Our passive (and very active) collaboration with the development of the Wal-Mart model has left us acutely vulnerable: unless we take the necessary and responsible steps to begin caring for our own needs in an equitable and sustainable manner.

What are we to do about this behmoth of monopoly? Through stealth (at first), and now with consumer assistance through "low price rollbacks" and by marketing itself as the "common person's retailer", Wal-Mart has gained a stranglehold on the North American economy. How many skilled, high quality jobs have been replaced by low paying service jobs? How many manufacturing skills have been lost permanently because they are not currently needed in the "outsourced" economy? What happens when we need them again? What happens if (or when) Wal-Mart's overseas sources of supply dry-up either as a result of competition, war, oil shortages or the economic collapse of foreign economies? Who will provide for us then?

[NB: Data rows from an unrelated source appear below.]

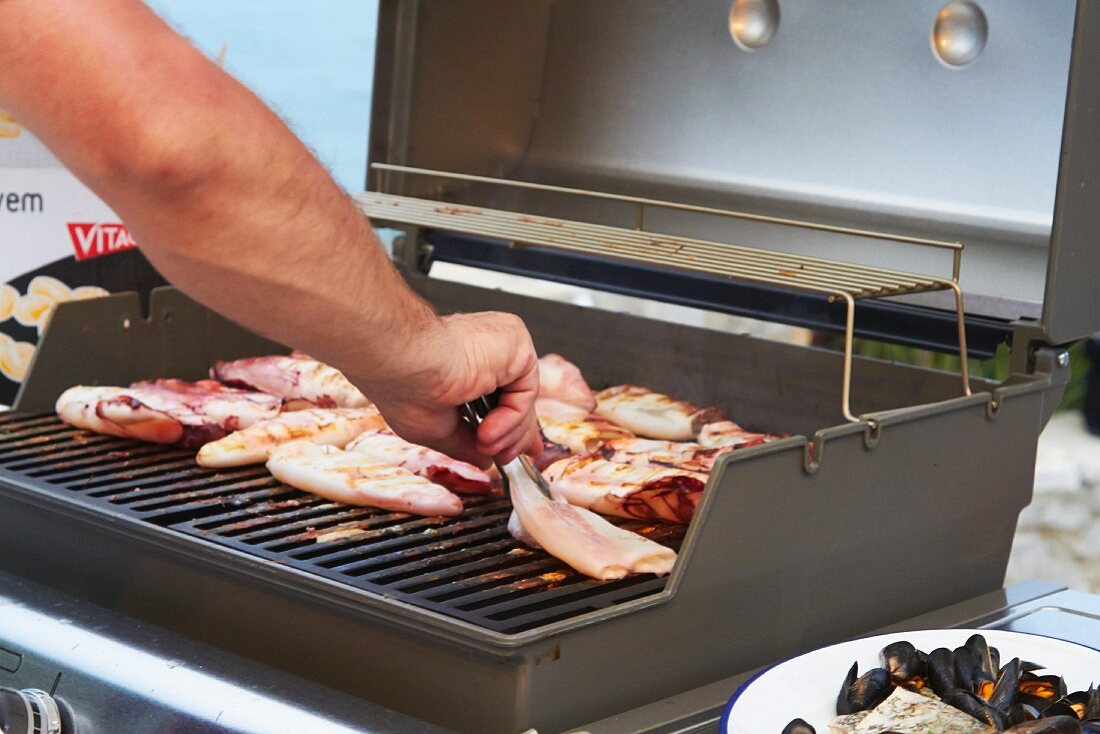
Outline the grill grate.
[0,414,684,633]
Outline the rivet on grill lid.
[932,0,989,68]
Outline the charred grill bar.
[0,0,1100,734]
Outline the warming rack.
[355,163,970,423]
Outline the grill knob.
[0,688,62,734]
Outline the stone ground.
[1004,412,1100,592]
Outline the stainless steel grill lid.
[369,0,1100,352]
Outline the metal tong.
[459,392,553,499]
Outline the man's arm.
[0,0,539,460]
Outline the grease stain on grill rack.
[0,414,684,633]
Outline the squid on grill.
[210,352,371,408]
[55,380,281,448]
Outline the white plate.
[719,629,1100,734]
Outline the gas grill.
[0,0,1100,734]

Part of he answer is to focus on self-reliance; the time will come when, having put our eggs in the one basket, it will be dropped, and we will be left with shattered "yolks" and "shells". Not even Wal-Mart can supply cheap goods when the sea lanes are closed by war, or transportation is imperriled by a shortage of oil. That is the time when the lesson of what we have allowed to happen to our economy will hit hard: hardest of all to those who have not taught themselves basic skills of self-reliance.

I do not shop at Wal-Mart; I make every effort to find a more local alternate source where I can, or a substitute to what I need from a local source. Sometimes this costs me more in dollars, but the payback for me is in the certain knowledge that I have not contributed my dollars to Wal-Mart, nor my consumer information to its mega database. Mine is not a perfect solution for everybody, but it is a beginning. And, in sourcing alternatives, I have found secrets for making do with alternatives to mass-market products, either by learning new skills or by re-thinking my consumist desires. I constantly ask myself, do I need all that crap? The usual answer is no - or - revitalizing the older stuff I already have rather than discarding it for something new.

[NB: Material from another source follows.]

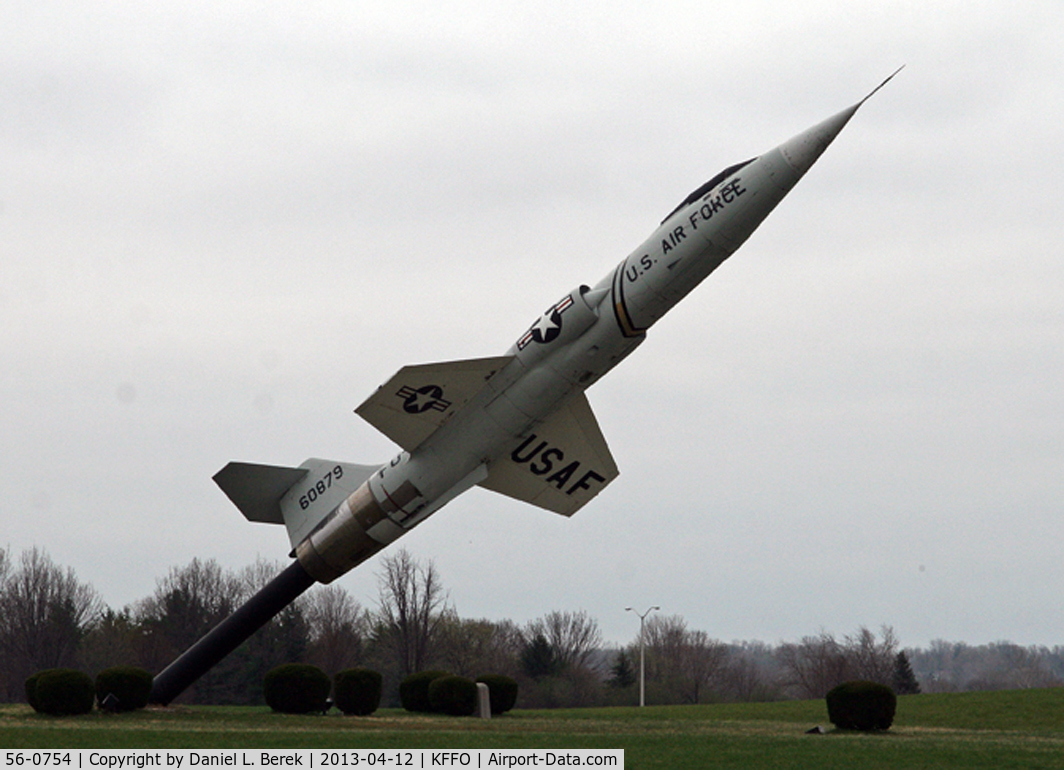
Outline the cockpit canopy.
[662,157,758,224]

The example of Wal-Mart, together with the wider issue of globalization and the "economies of scale" that are its by-products, have persuaded me of the need to develop our own local co-operatives that produce the goods that we need in a way that we can best use them on our front door and not half-a- world away. Skilled artisans should be valued and encouraged; local enterprise should be the focus of our concerns. The dignity of all should be reinforced not only through the development of their talents, but also through the ethical treatment of individuals in all aspects of their lives, including the workplace.

A goal then is to identify those skills we have, and that others in our local communites around us have, and to develop ways to produce and distribute those goods in a method that will support our needs, and bring dignity to our economic relations. Our independence begins with our ability to provide for ourselves, and to sustain our communities in providing for our wider needs.

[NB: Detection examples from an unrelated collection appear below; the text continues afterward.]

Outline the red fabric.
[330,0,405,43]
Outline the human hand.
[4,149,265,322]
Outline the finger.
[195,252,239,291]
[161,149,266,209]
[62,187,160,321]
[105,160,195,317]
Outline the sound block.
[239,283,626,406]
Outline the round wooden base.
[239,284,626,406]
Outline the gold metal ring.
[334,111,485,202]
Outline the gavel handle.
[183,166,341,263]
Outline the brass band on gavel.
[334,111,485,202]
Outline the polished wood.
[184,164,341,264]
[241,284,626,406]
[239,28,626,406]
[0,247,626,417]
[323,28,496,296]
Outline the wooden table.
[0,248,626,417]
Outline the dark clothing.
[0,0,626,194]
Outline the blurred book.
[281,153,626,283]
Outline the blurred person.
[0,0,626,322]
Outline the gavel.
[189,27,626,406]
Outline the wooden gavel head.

Globalization is the monster that produces for consumption, and devours all who stand in its path. Wal-Mart is not the only player in this, it has been one of the most successful. As such what it does stands as a stark warning for our future. Choose dependence or Choose independence. Ultimately that is what it comes down to. When you shop at Wal-Mart and contibute your dollars to this devouring collosus you make a choice; the question being is it the choice you really want to make?